ショックだった。友人の一人といえど、彼はボリスの幼馴染である。
私の中では勝手に「ちょっと特別」な一人で、仲良くしていきたいと思っていた。なのに、である。
彼が家を出発して15分たったころには、私はもう「泥酔状態で帰ってくるD」が怖くて、すごく心配していた。それでも私は疲労のため眠りにつくことができたが、ボリスは全くだった。ベッドに入っても眠れず結局起きて引っ越し準備の続きをしたり、窓を覗いてDがいないか見たり、朝まで本当に眠れなかったそうだ。(そんな中私は爆睡でしたが…)
朝早くに起きた私は部屋を出て驚く。
Dがいなかったのだ。うとうとしていたボリスも起きてきて、昨夜のことを話してくれた。

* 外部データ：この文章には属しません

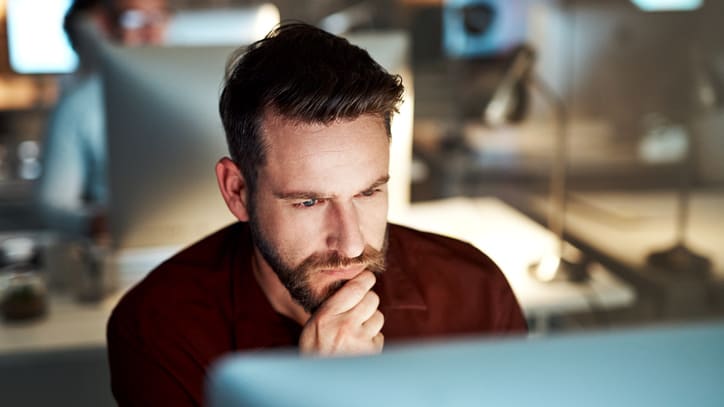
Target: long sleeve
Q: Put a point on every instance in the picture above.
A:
(73, 181)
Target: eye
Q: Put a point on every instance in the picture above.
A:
(308, 203)
(369, 192)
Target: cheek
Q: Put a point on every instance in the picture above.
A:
(373, 219)
(294, 235)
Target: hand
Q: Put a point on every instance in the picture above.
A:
(348, 323)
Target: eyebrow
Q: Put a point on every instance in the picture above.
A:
(295, 195)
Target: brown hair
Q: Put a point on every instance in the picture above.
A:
(303, 73)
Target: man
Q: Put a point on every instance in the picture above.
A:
(313, 263)
(72, 192)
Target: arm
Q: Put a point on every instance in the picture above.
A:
(76, 124)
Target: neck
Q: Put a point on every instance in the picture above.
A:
(277, 294)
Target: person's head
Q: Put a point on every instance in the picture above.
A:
(128, 22)
(307, 120)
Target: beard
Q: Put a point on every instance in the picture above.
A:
(298, 279)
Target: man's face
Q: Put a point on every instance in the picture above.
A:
(319, 213)
(140, 22)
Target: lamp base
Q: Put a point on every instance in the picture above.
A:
(552, 268)
(680, 259)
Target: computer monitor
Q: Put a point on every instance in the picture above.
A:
(165, 136)
(673, 366)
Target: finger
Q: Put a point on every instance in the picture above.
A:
(366, 308)
(379, 341)
(372, 326)
(351, 293)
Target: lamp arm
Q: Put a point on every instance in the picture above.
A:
(557, 198)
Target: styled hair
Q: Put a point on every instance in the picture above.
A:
(301, 73)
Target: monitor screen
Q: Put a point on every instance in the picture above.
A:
(664, 366)
(37, 43)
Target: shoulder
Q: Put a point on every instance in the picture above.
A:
(192, 284)
(453, 254)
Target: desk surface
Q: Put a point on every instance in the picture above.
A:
(630, 225)
(621, 228)
(509, 238)
(514, 242)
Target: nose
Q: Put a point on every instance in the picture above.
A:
(345, 235)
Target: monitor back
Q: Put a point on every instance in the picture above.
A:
(164, 138)
(674, 366)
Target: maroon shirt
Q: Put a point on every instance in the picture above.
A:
(205, 302)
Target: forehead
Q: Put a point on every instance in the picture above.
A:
(303, 155)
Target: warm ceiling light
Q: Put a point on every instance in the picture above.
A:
(668, 5)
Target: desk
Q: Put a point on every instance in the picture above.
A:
(71, 324)
(514, 242)
(508, 237)
(622, 227)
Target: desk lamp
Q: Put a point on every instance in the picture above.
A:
(509, 94)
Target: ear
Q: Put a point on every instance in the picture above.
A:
(233, 188)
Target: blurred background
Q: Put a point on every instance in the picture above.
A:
(580, 143)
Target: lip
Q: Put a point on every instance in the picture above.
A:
(346, 273)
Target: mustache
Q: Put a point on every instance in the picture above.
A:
(371, 258)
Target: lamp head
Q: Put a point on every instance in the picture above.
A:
(510, 99)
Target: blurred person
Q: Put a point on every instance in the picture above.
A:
(312, 263)
(72, 192)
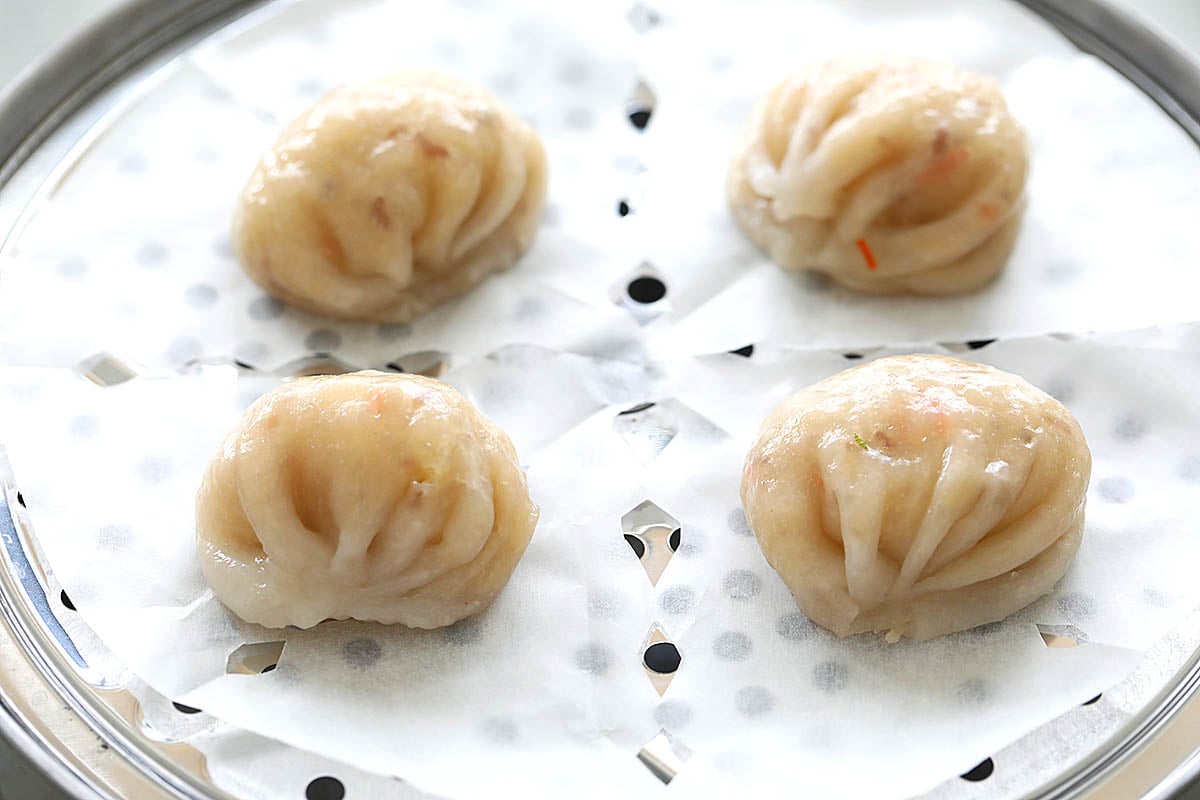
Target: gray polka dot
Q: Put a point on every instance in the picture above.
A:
(1077, 606)
(1189, 469)
(1115, 489)
(463, 631)
(185, 348)
(245, 397)
(593, 659)
(754, 701)
(132, 162)
(394, 332)
(573, 73)
(1129, 427)
(732, 645)
(323, 341)
(1061, 389)
(361, 654)
(252, 353)
(114, 537)
(831, 677)
(795, 627)
(742, 584)
(501, 731)
(972, 692)
(72, 269)
(577, 118)
(672, 714)
(83, 427)
(816, 282)
(199, 295)
(738, 522)
(1157, 597)
(154, 469)
(264, 307)
(605, 603)
(677, 600)
(151, 254)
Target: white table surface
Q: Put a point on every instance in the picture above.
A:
(28, 28)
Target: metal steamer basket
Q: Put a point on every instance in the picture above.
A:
(82, 721)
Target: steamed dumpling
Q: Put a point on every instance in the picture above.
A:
(917, 495)
(369, 495)
(389, 197)
(891, 175)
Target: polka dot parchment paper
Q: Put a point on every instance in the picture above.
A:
(606, 355)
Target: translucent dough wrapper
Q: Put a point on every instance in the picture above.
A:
(917, 495)
(389, 197)
(369, 495)
(891, 175)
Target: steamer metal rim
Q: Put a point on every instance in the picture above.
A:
(53, 106)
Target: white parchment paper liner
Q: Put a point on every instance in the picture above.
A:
(130, 253)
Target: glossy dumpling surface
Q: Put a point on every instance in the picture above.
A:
(891, 175)
(391, 196)
(366, 495)
(917, 495)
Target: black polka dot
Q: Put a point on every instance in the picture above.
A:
(732, 645)
(738, 522)
(677, 600)
(265, 307)
(742, 584)
(72, 269)
(831, 677)
(981, 771)
(647, 289)
(501, 731)
(672, 714)
(394, 332)
(1116, 488)
(83, 427)
(199, 295)
(361, 654)
(661, 657)
(636, 545)
(1077, 606)
(594, 659)
(465, 631)
(972, 692)
(323, 341)
(754, 701)
(151, 254)
(795, 627)
(154, 469)
(324, 788)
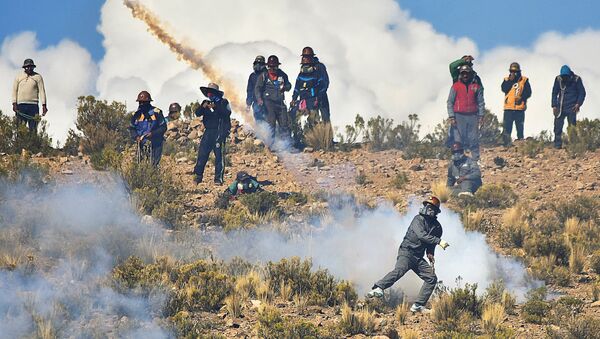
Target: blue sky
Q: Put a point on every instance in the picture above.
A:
(488, 23)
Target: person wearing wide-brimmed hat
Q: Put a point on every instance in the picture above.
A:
(270, 93)
(215, 113)
(28, 91)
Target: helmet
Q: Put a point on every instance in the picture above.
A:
(457, 147)
(308, 51)
(514, 67)
(27, 63)
(433, 201)
(144, 96)
(174, 107)
(273, 61)
(465, 68)
(307, 60)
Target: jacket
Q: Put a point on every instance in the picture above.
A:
(454, 73)
(250, 98)
(422, 236)
(29, 89)
(467, 169)
(516, 93)
(466, 99)
(218, 119)
(268, 89)
(567, 92)
(148, 119)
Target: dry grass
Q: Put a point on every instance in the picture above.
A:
(410, 334)
(402, 312)
(234, 304)
(440, 190)
(492, 317)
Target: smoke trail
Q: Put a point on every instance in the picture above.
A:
(190, 55)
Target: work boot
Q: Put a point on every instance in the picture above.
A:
(375, 293)
(420, 309)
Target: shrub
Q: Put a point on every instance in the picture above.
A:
(492, 318)
(495, 196)
(583, 137)
(260, 202)
(400, 180)
(536, 308)
(320, 137)
(440, 190)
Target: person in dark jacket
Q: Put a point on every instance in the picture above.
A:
(464, 175)
(457, 64)
(147, 127)
(244, 183)
(517, 91)
(568, 95)
(216, 117)
(269, 93)
(323, 83)
(423, 234)
(466, 108)
(259, 67)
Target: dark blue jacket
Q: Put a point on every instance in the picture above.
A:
(148, 119)
(567, 91)
(217, 119)
(250, 98)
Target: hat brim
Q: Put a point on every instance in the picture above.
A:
(206, 90)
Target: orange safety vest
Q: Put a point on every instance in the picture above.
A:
(515, 94)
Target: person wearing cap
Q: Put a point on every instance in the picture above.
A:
(568, 95)
(244, 183)
(259, 67)
(464, 175)
(216, 117)
(517, 91)
(305, 98)
(422, 236)
(174, 112)
(269, 93)
(28, 91)
(323, 83)
(147, 128)
(457, 64)
(466, 108)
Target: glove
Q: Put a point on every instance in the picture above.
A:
(443, 244)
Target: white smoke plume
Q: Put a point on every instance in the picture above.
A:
(68, 71)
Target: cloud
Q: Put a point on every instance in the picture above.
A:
(68, 71)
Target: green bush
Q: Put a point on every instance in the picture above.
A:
(260, 203)
(495, 196)
(583, 137)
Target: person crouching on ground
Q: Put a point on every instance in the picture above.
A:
(423, 234)
(216, 117)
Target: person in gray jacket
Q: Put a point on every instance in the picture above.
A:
(464, 175)
(466, 108)
(423, 234)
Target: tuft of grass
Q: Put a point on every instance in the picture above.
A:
(440, 190)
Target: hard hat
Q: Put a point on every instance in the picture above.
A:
(273, 61)
(308, 51)
(144, 96)
(434, 201)
(28, 62)
(174, 107)
(514, 67)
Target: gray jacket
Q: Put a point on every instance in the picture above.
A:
(422, 236)
(467, 169)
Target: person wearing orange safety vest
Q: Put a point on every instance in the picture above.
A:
(517, 91)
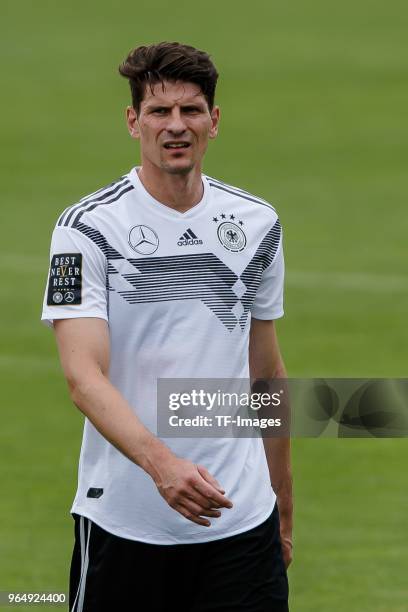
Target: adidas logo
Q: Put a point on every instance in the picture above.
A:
(189, 238)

眠れないボリスは時々窓から外を見ていたのだが、一度Dを見つけた。家に向かって帰ってくるのかと思えば、銀行のATMでお金を下ろし始めた。そしてどこかに消えていったのだった。(この辺にその時間帯まで空いているバーはない。いうまでもないが、いるのは朝まで客を探しているフランス語もろくに話せない娼婦くらいだ。)
私は昨日から何度も絶望の気持ちに苛まれ、ついにそれは怒りに変わっていたし、もうDを受け入れらなかった。裏切られたDをこのまま家に置いておけない。私は仕事にでかけ、ボリスはアパートの工事にでかけた。Dは鍵を持っているし、もう30の大人なんだし、いつ帰ってくるかわからない人をいつまでも待てはしない。

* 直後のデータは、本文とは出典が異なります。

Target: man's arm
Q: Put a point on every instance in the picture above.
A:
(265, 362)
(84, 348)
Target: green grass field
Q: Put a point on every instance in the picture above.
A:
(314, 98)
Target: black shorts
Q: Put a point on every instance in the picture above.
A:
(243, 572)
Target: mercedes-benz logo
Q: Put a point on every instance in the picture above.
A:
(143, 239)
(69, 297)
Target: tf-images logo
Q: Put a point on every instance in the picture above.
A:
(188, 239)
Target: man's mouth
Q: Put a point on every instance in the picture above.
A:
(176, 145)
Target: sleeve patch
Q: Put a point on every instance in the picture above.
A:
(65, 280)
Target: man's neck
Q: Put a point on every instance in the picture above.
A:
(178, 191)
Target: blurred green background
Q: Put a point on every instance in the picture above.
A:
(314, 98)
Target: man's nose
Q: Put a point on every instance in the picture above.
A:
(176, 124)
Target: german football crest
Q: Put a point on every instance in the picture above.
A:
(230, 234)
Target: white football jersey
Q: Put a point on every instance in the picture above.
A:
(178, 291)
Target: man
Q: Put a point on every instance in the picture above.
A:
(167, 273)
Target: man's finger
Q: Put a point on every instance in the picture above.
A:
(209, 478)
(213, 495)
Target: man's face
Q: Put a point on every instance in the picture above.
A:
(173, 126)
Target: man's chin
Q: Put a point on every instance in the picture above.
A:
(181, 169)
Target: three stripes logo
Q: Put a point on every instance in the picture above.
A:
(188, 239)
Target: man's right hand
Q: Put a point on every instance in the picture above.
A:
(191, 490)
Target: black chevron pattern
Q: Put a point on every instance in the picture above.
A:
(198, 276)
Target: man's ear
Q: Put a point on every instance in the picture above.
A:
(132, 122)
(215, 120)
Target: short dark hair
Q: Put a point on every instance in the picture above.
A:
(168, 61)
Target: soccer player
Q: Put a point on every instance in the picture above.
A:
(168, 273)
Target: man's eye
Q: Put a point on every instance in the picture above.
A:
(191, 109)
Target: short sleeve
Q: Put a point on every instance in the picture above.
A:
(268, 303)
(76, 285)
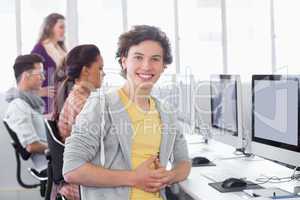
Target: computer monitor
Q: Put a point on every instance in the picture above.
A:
(275, 118)
(226, 109)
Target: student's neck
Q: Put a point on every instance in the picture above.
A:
(24, 88)
(50, 40)
(138, 96)
(85, 85)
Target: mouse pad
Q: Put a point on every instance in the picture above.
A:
(250, 185)
(204, 165)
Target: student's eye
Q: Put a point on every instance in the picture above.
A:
(138, 57)
(156, 59)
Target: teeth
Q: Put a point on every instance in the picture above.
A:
(145, 76)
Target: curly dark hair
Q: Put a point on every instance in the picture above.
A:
(138, 34)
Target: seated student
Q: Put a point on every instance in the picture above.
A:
(84, 66)
(24, 113)
(119, 159)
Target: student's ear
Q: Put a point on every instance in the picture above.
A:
(123, 61)
(26, 74)
(85, 71)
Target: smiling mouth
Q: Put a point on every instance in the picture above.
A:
(145, 77)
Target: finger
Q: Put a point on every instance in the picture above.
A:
(152, 190)
(150, 160)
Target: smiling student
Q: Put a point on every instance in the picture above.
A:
(137, 127)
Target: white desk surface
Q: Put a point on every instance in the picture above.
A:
(252, 168)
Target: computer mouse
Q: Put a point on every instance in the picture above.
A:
(200, 160)
(233, 183)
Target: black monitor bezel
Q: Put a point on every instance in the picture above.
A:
(230, 77)
(266, 141)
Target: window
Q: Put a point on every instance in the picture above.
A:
(8, 45)
(33, 12)
(200, 32)
(248, 37)
(287, 32)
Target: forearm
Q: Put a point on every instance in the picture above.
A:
(180, 171)
(96, 176)
(37, 147)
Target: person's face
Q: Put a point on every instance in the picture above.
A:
(35, 77)
(59, 30)
(96, 73)
(144, 64)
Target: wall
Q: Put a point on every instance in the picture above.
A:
(7, 157)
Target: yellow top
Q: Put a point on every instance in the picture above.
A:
(146, 139)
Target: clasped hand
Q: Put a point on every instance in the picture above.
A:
(152, 179)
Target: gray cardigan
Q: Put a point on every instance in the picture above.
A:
(84, 143)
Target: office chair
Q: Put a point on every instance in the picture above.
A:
(20, 151)
(55, 158)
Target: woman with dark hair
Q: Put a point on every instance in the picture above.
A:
(84, 74)
(119, 149)
(84, 67)
(51, 47)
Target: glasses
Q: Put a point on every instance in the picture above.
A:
(42, 74)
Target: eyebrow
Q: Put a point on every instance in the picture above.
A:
(141, 54)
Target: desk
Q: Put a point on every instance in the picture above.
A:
(197, 186)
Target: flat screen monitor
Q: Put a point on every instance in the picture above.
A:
(275, 122)
(226, 109)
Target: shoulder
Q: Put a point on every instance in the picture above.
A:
(38, 48)
(18, 108)
(18, 104)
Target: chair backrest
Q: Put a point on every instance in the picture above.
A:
(56, 149)
(16, 143)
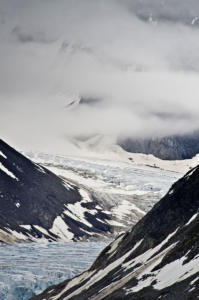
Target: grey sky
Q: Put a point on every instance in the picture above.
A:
(140, 57)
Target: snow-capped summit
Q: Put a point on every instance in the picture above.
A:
(157, 259)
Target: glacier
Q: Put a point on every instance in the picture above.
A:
(28, 269)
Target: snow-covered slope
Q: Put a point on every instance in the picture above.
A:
(126, 188)
(35, 204)
(157, 259)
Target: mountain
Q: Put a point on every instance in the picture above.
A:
(36, 204)
(174, 147)
(157, 259)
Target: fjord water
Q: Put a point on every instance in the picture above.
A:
(27, 269)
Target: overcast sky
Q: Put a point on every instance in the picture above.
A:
(140, 59)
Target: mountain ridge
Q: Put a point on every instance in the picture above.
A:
(157, 259)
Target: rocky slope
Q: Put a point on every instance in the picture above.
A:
(170, 147)
(157, 259)
(36, 204)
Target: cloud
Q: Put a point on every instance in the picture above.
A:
(140, 58)
(26, 37)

最悪の場合も考えたし、Dを軽蔑しながらやはり心配もした。
結局Dは昼12時頃「今家についた」とボリスに電話をかけてきて、昨日結局どこで何をしていたのか何も明確に話さなかったそうだ。彼曰く「アパートの場所を見失って迷っていた」そうだ。
ボリスはDに「ルーアンに帰ってくれ」と言った。
Dは、せっかく来たのになんでだと怒った。約束を破ったこと云々は彼の中で何も重要性を持たないようだった。というかそのときすでにまだ(また?)酔っていたのだ。そのあと彼は私たちに会うこともなく、しぶしぶ電車に乗って帰った。(ルーアンまで片道112ユーロだったぞ!とボリスに一言残して。)
母親に電話で全てを話したボリスだったが、彼女もとても疲れていた。Dはルーアンに帰る理由として「ボリスとまきこと喧嘩したから。やつらが俺を追い払った。俺は何もしていないのに。なんてやつらだ」と言ったらしい。
Aくんとのことがあって、アル中の友人はもうこりごりだった。
Dを誘う時から私たちは「これが最後のチャンス」と自分達に言い聞かせていたし、万が一事がうまくいかなかったら、Dに会う事はもうやめようと決意していた。私たちの意を決した決断を、面白いくらい、彼はそれをコケにして裏切ってくれたものだ。
こういう話は面白くないし、全くためにならないし、書くのも辛い。
でも、これが現実です。一番辛いのはきっとボリスだと思う。Dがいつか変わることができたらまた会いたいけど、私たちはもう疲れた。